Burke's account of our responses to beauty and the sublime focuses on the bodily and emotional responses to physical objects: in many ways a stark contrast with Plato's more cerebral approach that ultimately sees beauty as something lying beyond sensory perception and best appreciated by the intellect. Burke also gave aesthetics an interesting direction by giving clear expression to idea that beauty may not be the only quality in nature and art that moves us profoundly...
Burke maintained, quite plausibly that pain and pleasure aren't on the same spectrum. A reduction of pain does not automatically lead to an increase in pleasure (though, in his terminology, reduction of pain results in delight).
Pain is effective in our self-preservation; pleasure makes social interaction possible.
Pain has the power to move us more profoundly than pleasure. To back up this claim he points out that few would agree to a life of exquisite pleasures if they knew that this would end with brutal torture.
Burke described beauty as 'for the greater part, some quality in bodies, acting mechanically upon the human mind by the intervention of the senses' (p.119 of Cahn and Meskin eds). Beauty is a quality that tends to produce pleasure.
The sublime in contrast is always in some way linked with terror. Not complete terror, but rather with the potential for danger. Causes which under different circumstances might endanger us evoke the emotions of the sublime.
The key passage in which Burke contrasts the beautiful and the sublime is this (see p.120 of Cahn and Meskin eds.), from Section XXVll of the Enquiry [NB he uses 'the great' as a synonym for 'sublime' here at several points]:
Burke believed that the reason we frequently take delight in intrinsically painful situations - an apparent paradox [related to the Paradox of Tragedy - listen to a podcast on Paradox of Tragedy] is that this is nature's way of toning up our nervous systems.

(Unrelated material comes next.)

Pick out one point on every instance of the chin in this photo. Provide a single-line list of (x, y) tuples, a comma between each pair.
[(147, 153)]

While this last point isn't particularly persuasive, his general account of the contrast between beauty and the sublime has been extremely influential.
In the Tate Modern gallery we looked at all the works in Room 6 Poetry and Dream: Joseph Beuys' huge work 'Lightning With Stag in Its Glare' and two paintings by Anselm Kiefer: 'Lilith' and 'Let a Thousand Flowers Bloom'. All had qualities of scale, roughness, terror, gloomy colouring and so on that make the notion of the sublime relevant to their appreciation. Mark Rothko's 'Seagram Murals', the focus of a previous week's class also displayed some of these qualities, and there may have been a direct connection here since Rothko had certainly read and admired Burke's book.